The margin intuition

A Support Vector Machine (SVM) is a classifier that finds the decision boundary with the largest possible gap — the margin — between the two classes.

Many boundaries can separate two linearly separable classes. Logistic regression picks one based on maximum likelihood. The SVM picks the one that is furthest from the nearest points of each class. The idea: a wider margin means the boundary is less likely to be disrupted by small changes in the data or new examples near the boundary.

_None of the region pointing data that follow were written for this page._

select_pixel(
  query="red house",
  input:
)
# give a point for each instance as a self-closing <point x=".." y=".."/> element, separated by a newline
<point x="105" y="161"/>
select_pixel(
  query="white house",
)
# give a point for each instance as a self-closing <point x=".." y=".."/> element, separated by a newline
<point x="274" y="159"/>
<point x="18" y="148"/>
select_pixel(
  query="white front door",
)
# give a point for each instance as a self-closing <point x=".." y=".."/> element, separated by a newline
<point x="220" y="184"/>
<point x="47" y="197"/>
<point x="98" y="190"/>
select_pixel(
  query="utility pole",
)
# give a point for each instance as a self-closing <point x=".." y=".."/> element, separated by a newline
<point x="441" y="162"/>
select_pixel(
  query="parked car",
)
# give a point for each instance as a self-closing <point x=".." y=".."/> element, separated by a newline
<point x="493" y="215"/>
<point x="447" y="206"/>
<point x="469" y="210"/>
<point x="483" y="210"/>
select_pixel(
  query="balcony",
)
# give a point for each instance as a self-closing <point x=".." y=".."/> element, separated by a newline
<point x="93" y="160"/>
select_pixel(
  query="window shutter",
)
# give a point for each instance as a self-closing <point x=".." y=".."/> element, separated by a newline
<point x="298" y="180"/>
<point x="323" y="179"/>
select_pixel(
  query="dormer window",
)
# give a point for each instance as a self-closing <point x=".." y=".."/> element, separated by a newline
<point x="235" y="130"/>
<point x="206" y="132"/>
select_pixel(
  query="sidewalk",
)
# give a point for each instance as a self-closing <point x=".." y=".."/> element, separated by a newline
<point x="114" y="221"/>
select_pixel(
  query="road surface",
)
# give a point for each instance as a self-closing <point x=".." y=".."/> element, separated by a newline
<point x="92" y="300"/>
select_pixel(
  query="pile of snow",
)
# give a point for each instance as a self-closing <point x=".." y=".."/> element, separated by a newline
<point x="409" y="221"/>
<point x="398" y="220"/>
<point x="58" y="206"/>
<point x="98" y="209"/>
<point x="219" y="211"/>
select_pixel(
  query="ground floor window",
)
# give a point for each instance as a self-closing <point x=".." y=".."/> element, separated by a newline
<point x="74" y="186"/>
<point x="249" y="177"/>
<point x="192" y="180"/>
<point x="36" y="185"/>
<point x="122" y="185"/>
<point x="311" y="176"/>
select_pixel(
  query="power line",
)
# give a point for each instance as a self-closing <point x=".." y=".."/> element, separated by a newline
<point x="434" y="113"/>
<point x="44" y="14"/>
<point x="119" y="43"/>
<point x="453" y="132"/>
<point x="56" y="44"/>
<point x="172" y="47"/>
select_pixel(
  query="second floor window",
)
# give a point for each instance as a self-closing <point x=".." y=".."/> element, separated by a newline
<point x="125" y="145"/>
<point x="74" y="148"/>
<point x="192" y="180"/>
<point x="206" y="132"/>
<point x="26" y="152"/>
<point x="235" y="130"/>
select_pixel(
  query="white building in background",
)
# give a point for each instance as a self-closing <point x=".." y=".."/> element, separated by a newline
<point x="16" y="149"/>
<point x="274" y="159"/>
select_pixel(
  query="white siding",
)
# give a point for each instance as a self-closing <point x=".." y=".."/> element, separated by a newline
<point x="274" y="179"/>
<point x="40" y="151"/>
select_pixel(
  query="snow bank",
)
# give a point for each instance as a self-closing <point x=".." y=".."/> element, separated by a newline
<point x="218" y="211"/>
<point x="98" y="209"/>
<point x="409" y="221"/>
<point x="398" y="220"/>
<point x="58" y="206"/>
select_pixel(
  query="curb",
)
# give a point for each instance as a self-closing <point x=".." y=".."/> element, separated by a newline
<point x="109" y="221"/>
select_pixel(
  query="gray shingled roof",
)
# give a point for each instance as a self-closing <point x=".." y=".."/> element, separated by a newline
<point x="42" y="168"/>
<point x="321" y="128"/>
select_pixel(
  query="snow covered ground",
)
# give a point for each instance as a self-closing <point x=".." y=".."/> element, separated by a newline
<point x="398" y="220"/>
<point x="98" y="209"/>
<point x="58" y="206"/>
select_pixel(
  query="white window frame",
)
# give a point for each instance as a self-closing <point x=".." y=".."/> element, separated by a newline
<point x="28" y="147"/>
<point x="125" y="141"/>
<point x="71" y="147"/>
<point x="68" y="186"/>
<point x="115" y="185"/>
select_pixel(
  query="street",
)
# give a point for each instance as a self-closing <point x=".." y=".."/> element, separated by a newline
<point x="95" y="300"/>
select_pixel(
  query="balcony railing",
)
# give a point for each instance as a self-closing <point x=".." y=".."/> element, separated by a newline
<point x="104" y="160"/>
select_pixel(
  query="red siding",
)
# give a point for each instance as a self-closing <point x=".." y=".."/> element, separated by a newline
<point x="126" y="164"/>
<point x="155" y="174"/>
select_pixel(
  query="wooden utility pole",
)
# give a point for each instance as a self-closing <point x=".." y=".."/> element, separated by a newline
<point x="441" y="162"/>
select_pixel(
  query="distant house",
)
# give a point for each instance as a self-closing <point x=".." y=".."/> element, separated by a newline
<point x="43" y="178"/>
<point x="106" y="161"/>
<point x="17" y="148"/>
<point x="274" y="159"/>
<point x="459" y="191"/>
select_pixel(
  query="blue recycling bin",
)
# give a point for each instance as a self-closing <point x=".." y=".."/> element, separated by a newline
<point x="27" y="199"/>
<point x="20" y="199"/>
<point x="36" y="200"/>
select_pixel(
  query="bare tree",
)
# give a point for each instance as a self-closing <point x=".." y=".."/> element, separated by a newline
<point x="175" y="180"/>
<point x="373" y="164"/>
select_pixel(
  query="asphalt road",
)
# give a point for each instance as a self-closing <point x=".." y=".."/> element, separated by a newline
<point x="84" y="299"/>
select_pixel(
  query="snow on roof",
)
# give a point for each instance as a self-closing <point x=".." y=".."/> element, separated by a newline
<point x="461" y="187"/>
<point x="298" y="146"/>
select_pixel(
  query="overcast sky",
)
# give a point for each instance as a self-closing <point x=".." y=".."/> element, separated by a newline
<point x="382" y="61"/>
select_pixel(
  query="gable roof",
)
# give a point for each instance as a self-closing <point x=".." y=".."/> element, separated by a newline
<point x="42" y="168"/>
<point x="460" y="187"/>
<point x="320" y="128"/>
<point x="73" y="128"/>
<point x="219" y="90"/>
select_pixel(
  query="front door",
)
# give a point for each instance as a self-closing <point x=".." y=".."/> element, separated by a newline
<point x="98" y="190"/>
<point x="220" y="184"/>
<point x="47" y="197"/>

The boundary is a hyperplane ( $\mathbf{w}^T\mathbf{x} + b = 0$ ). The margin is the perpendicular distance from the hyperplane to the nearest training examples on each side. Those nearest examples — the ones that would change the boundary if moved — are the support vectors. Every other training point is irrelevant; the solution depends only on the support vectors.

The optimization problem

Maximizing the margin is equivalent to minimizing $\|\mathbf{w}\|^2$ subject to all training examples satisfying $y^{(i)}(\mathbf{w}^T \mathbf{x}^{(i)} + b) \geq 1$ . This is a convex quadratic program with a unique global solution — no local minima.

Soft margins and the C parameter

Real data is rarely cleanly separable. The soft-margin SVM allows some examples to violate the margin, penalizing violations by a parameter $C$ :

$\min \frac{1}{2}\|\mathbf{w}\|^2 + C \sum_i \xi_i$

Large $C$ : violations are costly — the model tries hard to classify everything correctly, resulting in a narrower margin. High variance, low bias.
Small $C$ : violations are tolerated — the model prioritizes a wide margin. Higher bias, lower variance.

$C$ is the primary hyperparameter to tune, always via cross-validation.

The kernel trick

A linear SVM can only learn a straight boundary. For non-linearly separable data, the kernel trick allows the SVM to operate in a higher-dimensional feature space — where a linear boundary might separate the classes — without explicitly computing the transformation.

The SVM's predictions depend only on dot products between training examples: $\mathbf{x}^{(i)} \cdot \mathbf{x}^{(j)}$ . A kernel function $K(\mathbf{x}^{(i)}, \mathbf{x}^{(j)})$ computes the dot product in a transformed space without ever building that space explicitly.

Common kernels:

Linear: $K(\mathbf{x}, \mathbf{z}) = \mathbf{x}^T\mathbf{z}$ — no transformation. Use for high-dimensional data (text).
RBF (Gaussian): $K(\mathbf{x}, \mathbf{z}) = \exp(-\gamma\|\mathbf{x}-\mathbf{z}\|^2)$ — corresponds to an infinite-dimensional space. The most versatile kernel; controlled by $\gamma$ (width of influence per support vector).
Polynomial: $K(\mathbf{x}, \mathbf{z}) = (\mathbf{x}^T\mathbf{z} + r)^d$ — captures polynomial feature interactions up to degree $d$ .

Practical considerations

Feature scaling is mandatory for RBF and polynomial kernels. Distance-based kernels are dominated by features with large numerical ranges.
SVMs scale poorly to large datasets — training is $O(m^2)$ to $O(m^3)$ . For more than ~100k examples, use LinearSVC or switch to logistic regression.
SVMs do not natively produce probabilities. Platt scaling (fitting a logistic regression on the output scores) adds calibration at extra cost.

SVMs are most useful for small-to-medium datasets with non-linear structure, and for high-dimensional sparse data (text) with a linear kernel.